- The history of driverless cars goes back to 1478 when Leonardo da Vinci designed the first prototype, Leonardo’s car was designed as a self-propelled robot powered by springs, with programmable steering and the ability to run pre-set courses.
- Globally experiments are going on autonomous cars, which are also known as driverless cars or self-driving cars. These cars are capable of sensing their environment and navigating without human input.
- Mr. Nitin Gadkari, the Road and Transport Minister of India recently said that he won’t allow Driverless cars in India as it will create joblessness, instead, India will focus on Training drivers of adequate skills that will create 50 lakhs jobs and also aims to improve the public transport in the country.
In Favor :-
- Estimates suggest nearly 80 percent of car crashes are due to human error. Therefore, this technology is much needed in a country like India.
- Driverless cars use a complex algorithm which can help in reducing the traffic and as well reduce the accidents in the world and in India as well.
- This could be used by the impaired or handicapped people to drive safely on the roads and won’t have to depend on anyone.
- 30% of the driving licenses given to Indian drivers are bogus, which makes the traffic conditions worse. Therefore, autonomous cars could be a way to solve this problem.
- Majority of driverless cars are going to be Electric Vehicles (EV’s) which will help in decreasing the pollution level in the country, which is also one of the major issues the country is facing.
- These cars could also prove as a safer means of transportation regarding the women’s safety in India.
- If this technology comes to India this can be used for a variety of other purposes also such as delivery or pickup service, which will also save time.
- From cows, camels and elephants to auto-rickshaws, rickshaws, hard-carts, trucks and cycles, the traffic on Indian roads are more diverse than anywhere in the world. Therefore, no technology can face the challenges a driver faces on Indian Roads.
- This new technology is going to be costly and out of the reach of average Indians, making it as a status symbol for the few thus enlarging the gap between the rich and the poor.
- In case of traffic jams or traffic light failure, traffic police officers direct the traffic but in this case, these cars won’t understand the human signals which will make it difficult to control the traffic, especially when these cars are going to be driven in conjunction with conventional vehicles.
- These cars would also require human monitoring at some level.
- It would have an impact on the business of the insurance companies as the number of accidents will decrease. 40 percent of their business comes from motor accidents.
- New service stations will be needed to be set up for the maintenance of these cars hence, increasing the costs.
- Furthermore, this technology can have a negative effect on the employment problem of the country. Take, for note, the problem of the car drivers. Currently, Uber, Ola, and similar taxi services remain as a source of employment. Once the autonomous taxi services become mainstream, these companies will have a tendency to shift towards them for they will be cost-friendly and safer.

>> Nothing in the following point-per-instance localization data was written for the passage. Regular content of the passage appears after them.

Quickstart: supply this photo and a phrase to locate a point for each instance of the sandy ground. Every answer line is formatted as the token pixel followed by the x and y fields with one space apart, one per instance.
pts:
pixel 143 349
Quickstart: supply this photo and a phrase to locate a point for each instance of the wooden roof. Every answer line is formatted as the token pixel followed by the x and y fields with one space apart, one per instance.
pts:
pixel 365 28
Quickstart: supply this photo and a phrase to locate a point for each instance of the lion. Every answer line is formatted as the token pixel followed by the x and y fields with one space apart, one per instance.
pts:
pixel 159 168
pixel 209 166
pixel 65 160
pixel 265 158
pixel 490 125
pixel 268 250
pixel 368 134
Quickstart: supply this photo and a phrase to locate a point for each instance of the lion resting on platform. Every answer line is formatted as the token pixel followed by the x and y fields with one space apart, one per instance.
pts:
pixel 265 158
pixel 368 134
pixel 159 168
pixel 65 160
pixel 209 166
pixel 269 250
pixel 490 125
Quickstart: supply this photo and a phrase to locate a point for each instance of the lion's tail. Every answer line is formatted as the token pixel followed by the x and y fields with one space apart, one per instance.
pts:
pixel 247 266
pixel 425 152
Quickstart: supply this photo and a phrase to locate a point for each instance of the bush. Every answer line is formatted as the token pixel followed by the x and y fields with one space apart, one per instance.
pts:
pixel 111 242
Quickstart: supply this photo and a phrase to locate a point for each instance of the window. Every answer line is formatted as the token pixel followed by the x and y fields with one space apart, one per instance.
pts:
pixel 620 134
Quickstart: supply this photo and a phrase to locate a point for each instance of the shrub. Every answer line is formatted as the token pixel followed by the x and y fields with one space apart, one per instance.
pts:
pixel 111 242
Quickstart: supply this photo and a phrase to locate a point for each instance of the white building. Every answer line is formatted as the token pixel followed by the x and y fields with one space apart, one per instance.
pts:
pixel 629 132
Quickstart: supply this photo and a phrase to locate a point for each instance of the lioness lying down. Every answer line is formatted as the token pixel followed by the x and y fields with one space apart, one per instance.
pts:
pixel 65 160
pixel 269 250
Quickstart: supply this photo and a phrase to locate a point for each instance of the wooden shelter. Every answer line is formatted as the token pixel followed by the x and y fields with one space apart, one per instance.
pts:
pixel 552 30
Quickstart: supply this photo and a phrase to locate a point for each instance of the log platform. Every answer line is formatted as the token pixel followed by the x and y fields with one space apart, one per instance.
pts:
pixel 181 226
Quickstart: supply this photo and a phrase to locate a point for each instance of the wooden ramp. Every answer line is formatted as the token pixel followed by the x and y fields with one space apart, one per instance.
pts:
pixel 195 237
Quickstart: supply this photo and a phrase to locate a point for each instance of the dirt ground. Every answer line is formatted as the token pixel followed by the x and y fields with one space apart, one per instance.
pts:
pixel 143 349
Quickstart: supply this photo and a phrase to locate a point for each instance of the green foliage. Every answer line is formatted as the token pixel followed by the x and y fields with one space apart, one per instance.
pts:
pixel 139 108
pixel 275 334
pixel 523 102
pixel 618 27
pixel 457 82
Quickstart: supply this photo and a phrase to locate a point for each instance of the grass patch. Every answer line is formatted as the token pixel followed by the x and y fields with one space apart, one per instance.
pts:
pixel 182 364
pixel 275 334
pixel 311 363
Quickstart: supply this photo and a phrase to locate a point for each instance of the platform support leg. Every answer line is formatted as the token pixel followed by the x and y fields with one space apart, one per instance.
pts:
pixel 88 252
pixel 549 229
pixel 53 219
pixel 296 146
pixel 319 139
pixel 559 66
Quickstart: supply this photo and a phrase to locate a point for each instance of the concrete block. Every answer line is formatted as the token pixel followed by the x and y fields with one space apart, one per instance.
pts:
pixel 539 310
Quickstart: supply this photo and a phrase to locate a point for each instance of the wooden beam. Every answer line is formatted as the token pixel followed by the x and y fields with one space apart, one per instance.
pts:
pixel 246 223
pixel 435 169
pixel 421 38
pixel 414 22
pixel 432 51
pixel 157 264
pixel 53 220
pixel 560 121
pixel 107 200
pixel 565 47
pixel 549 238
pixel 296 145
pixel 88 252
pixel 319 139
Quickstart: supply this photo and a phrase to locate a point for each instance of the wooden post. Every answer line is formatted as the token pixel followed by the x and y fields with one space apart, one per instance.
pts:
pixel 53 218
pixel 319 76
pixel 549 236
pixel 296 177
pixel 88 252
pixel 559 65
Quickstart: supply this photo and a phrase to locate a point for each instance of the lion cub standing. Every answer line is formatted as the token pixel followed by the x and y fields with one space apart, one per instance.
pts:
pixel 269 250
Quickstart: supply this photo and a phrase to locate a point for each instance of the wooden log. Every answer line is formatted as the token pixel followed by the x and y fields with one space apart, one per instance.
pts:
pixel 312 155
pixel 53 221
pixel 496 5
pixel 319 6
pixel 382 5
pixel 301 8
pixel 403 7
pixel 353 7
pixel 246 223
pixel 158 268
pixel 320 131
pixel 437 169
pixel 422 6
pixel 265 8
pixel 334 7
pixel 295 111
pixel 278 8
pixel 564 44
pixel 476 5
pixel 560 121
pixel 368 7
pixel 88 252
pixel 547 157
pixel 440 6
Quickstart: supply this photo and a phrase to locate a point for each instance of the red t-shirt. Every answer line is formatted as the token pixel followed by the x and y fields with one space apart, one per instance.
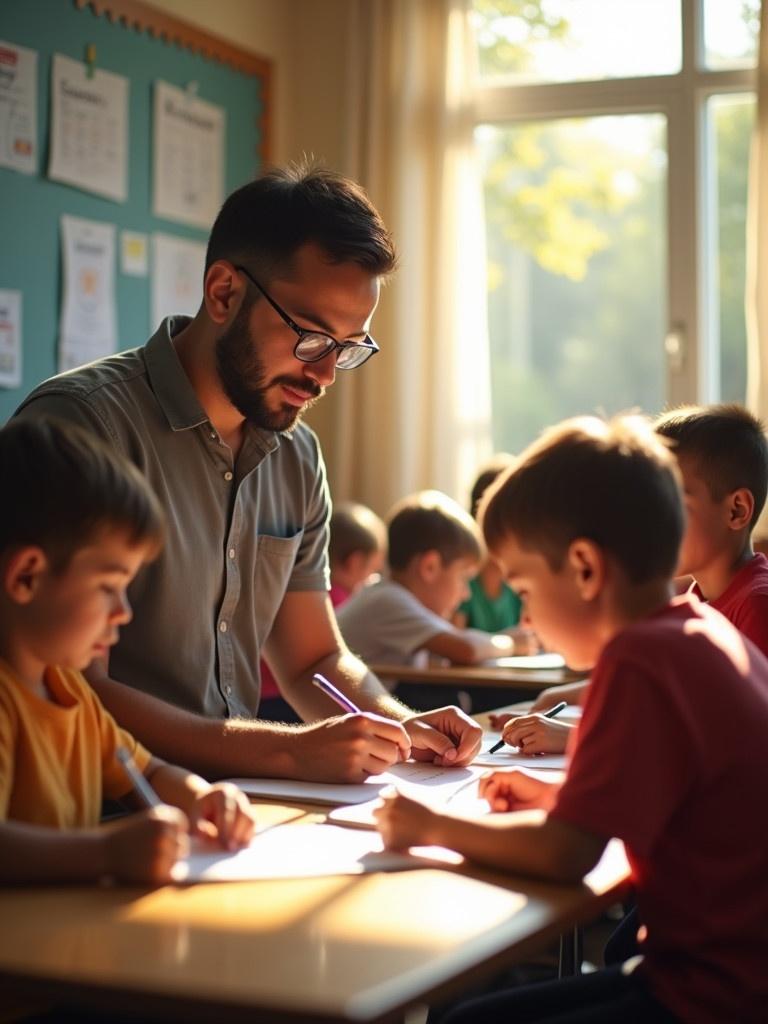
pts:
pixel 268 686
pixel 744 601
pixel 672 757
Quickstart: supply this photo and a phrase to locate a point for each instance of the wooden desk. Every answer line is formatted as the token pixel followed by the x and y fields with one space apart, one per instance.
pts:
pixel 477 675
pixel 351 948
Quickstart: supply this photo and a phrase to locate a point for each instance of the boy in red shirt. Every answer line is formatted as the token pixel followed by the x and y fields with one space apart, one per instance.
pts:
pixel 671 754
pixel 722 455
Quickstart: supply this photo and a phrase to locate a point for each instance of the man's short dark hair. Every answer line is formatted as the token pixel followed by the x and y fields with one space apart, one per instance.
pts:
pixel 354 527
pixel 430 520
pixel 727 444
pixel 266 221
pixel 614 483
pixel 64 485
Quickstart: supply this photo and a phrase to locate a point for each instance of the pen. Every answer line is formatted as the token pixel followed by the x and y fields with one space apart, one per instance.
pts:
pixel 548 714
pixel 140 784
pixel 328 687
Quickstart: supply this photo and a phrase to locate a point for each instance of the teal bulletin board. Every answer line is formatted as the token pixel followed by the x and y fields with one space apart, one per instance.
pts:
pixel 129 40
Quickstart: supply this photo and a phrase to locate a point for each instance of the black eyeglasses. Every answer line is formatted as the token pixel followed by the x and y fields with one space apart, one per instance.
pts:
pixel 314 345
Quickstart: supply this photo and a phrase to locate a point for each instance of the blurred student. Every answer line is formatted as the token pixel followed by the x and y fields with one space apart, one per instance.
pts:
pixel 722 455
pixel 433 549
pixel 79 524
pixel 355 553
pixel 671 754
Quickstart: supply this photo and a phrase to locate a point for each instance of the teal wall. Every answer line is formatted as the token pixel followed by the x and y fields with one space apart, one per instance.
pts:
pixel 31 205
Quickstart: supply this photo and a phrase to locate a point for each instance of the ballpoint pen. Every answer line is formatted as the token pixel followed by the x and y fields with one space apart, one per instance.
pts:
pixel 328 687
pixel 548 714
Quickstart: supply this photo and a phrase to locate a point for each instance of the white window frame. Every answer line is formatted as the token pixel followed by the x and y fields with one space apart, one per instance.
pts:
pixel 691 346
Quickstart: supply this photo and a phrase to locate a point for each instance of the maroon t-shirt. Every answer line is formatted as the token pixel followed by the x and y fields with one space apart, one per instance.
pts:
pixel 671 756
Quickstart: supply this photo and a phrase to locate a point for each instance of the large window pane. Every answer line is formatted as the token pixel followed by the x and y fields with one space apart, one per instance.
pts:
pixel 577 40
pixel 577 262
pixel 731 30
pixel 729 126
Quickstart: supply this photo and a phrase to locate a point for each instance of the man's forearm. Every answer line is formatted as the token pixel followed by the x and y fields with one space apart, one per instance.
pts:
pixel 215 748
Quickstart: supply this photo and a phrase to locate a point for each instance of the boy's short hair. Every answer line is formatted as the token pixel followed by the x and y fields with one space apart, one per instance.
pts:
pixel 354 527
pixel 727 444
pixel 430 520
pixel 267 220
pixel 64 485
pixel 492 469
pixel 614 482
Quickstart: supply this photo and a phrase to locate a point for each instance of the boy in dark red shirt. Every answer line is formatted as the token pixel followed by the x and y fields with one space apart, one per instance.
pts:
pixel 671 754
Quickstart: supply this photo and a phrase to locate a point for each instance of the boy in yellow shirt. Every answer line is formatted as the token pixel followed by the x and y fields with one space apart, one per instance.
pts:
pixel 76 525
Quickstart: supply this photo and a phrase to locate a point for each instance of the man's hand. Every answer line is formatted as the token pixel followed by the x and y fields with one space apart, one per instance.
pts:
pixel 537 734
pixel 223 813
pixel 445 736
pixel 514 790
pixel 349 749
pixel 404 822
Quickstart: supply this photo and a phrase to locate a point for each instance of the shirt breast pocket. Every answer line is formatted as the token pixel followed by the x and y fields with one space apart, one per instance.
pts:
pixel 275 557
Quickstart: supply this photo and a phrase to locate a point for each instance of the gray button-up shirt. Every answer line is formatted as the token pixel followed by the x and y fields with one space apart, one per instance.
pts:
pixel 240 535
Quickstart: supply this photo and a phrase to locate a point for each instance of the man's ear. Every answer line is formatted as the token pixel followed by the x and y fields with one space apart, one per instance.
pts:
pixel 223 291
pixel 23 572
pixel 429 565
pixel 740 508
pixel 587 564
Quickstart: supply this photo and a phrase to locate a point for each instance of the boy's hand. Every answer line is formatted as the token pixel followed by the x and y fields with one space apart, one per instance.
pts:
pixel 403 822
pixel 514 790
pixel 537 734
pixel 144 847
pixel 445 736
pixel 223 813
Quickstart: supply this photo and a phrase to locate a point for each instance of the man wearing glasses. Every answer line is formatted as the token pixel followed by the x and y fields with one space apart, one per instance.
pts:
pixel 210 411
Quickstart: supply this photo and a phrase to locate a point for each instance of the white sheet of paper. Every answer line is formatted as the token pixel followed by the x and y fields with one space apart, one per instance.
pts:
pixel 88 327
pixel 177 269
pixel 18 143
pixel 10 338
pixel 303 851
pixel 89 129
pixel 187 157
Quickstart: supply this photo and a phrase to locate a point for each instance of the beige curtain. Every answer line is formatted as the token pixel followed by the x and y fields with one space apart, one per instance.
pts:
pixel 757 251
pixel 419 414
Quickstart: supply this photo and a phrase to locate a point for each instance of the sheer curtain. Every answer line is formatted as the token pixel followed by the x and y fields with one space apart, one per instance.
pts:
pixel 419 415
pixel 757 251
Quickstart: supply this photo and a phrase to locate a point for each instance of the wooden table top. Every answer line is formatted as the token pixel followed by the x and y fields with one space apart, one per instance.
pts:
pixel 341 948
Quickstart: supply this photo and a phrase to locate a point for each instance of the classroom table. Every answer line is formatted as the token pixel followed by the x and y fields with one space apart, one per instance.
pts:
pixel 467 676
pixel 331 949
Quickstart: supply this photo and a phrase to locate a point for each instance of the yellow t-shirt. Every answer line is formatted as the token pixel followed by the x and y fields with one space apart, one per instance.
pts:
pixel 58 757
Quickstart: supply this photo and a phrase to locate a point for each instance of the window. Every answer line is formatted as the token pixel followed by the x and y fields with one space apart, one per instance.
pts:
pixel 613 140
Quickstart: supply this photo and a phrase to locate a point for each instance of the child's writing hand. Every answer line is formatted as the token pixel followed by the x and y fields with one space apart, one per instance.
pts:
pixel 403 822
pixel 223 813
pixel 144 847
pixel 514 790
pixel 537 734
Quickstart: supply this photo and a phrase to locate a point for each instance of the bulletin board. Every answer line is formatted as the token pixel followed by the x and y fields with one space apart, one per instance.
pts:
pixel 144 45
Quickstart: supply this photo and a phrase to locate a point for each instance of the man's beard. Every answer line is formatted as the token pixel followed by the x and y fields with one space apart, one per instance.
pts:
pixel 243 377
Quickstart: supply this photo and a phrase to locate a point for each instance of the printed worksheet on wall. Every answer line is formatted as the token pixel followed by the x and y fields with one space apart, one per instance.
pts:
pixel 17 108
pixel 187 157
pixel 89 129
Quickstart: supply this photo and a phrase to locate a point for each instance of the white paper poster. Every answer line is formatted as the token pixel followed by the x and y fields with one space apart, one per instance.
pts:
pixel 17 108
pixel 177 270
pixel 88 328
pixel 10 338
pixel 188 157
pixel 89 129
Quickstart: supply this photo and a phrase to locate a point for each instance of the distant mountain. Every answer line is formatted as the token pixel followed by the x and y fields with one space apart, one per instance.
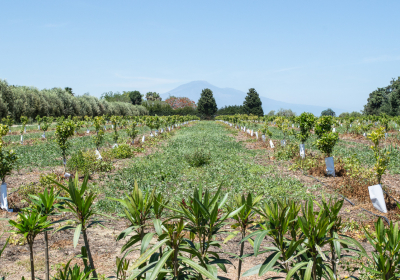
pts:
pixel 230 96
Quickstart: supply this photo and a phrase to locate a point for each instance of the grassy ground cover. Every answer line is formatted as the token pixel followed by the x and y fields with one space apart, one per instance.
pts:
pixel 231 166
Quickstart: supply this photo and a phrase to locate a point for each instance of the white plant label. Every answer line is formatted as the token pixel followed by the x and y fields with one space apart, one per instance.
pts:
pixel 98 155
pixel 302 151
pixel 330 166
pixel 3 196
pixel 271 144
pixel 377 199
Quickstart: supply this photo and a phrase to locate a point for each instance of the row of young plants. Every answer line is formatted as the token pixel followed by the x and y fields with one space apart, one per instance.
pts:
pixel 326 140
pixel 65 130
pixel 295 240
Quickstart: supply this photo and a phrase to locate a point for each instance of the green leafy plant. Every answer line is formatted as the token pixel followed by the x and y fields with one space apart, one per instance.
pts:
pixel 81 205
pixel 327 142
pixel 132 131
pixel 30 224
pixel 243 220
pixel 44 204
pixel 64 131
pixel 382 157
pixel 24 122
pixel 198 158
pixel 306 123
pixel 98 139
pixel 385 259
pixel 7 161
pixel 122 151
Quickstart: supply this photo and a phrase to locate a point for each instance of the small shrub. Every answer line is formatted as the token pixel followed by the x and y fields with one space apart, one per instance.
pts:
pixel 198 158
pixel 87 163
pixel 287 152
pixel 122 151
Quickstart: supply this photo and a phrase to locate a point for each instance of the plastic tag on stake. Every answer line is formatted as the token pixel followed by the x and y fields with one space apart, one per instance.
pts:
pixel 3 196
pixel 377 199
pixel 330 166
pixel 98 155
pixel 302 150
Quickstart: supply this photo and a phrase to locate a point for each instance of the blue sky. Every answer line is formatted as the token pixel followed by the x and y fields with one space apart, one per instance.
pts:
pixel 327 53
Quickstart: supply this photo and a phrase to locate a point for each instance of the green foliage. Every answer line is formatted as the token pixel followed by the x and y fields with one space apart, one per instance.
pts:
pixel 306 123
pixel 385 258
pixel 30 224
pixel 80 204
pixel 198 158
pixel 7 160
pixel 252 103
pixel 85 162
pixel 64 131
pixel 327 142
pixel 132 131
pixel 328 112
pixel 98 139
pixel 122 151
pixel 382 157
pixel 206 105
pixel 384 100
pixel 135 97
pixel 323 125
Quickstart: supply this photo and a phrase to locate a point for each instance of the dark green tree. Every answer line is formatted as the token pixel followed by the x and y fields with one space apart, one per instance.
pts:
pixel 328 112
pixel 252 103
pixel 135 96
pixel 207 105
pixel 69 90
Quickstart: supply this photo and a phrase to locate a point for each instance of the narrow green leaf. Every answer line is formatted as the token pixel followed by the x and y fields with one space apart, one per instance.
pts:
pixel 77 234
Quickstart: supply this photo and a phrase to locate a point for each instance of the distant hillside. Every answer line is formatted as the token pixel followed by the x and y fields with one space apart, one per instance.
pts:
pixel 230 96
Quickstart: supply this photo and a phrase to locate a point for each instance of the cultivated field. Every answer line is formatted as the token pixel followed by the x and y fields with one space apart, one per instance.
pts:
pixel 216 157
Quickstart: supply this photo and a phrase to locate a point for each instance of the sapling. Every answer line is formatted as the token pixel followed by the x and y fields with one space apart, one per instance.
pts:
pixel 81 205
pixel 30 224
pixel 24 121
pixel 64 131
pixel 132 131
pixel 46 123
pixel 382 157
pixel 98 139
pixel 8 121
pixel 306 123
pixel 115 120
pixel 39 121
pixel 243 220
pixel 44 203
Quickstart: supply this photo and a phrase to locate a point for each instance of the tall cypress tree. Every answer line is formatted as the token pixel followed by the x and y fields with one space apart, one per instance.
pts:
pixel 207 105
pixel 252 103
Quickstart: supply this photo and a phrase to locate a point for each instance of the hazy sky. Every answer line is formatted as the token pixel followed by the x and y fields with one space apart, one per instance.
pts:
pixel 328 53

Seeing the traffic signal malfunctions are common on our roads. From the practical and economic point of view, driverless cars are clearly not the right option for India at the present time. In a labour intensive economy like India, where the percentage of the working population, especially unskilled labour is high, we cannot afford to introduce technology that will harm their chances of employment. Using driverless cars will impact the economy negatively in many ways.
Driverless car seems impossible now in a country like India but with the technological advancement, we may be able to see these cars in India soon.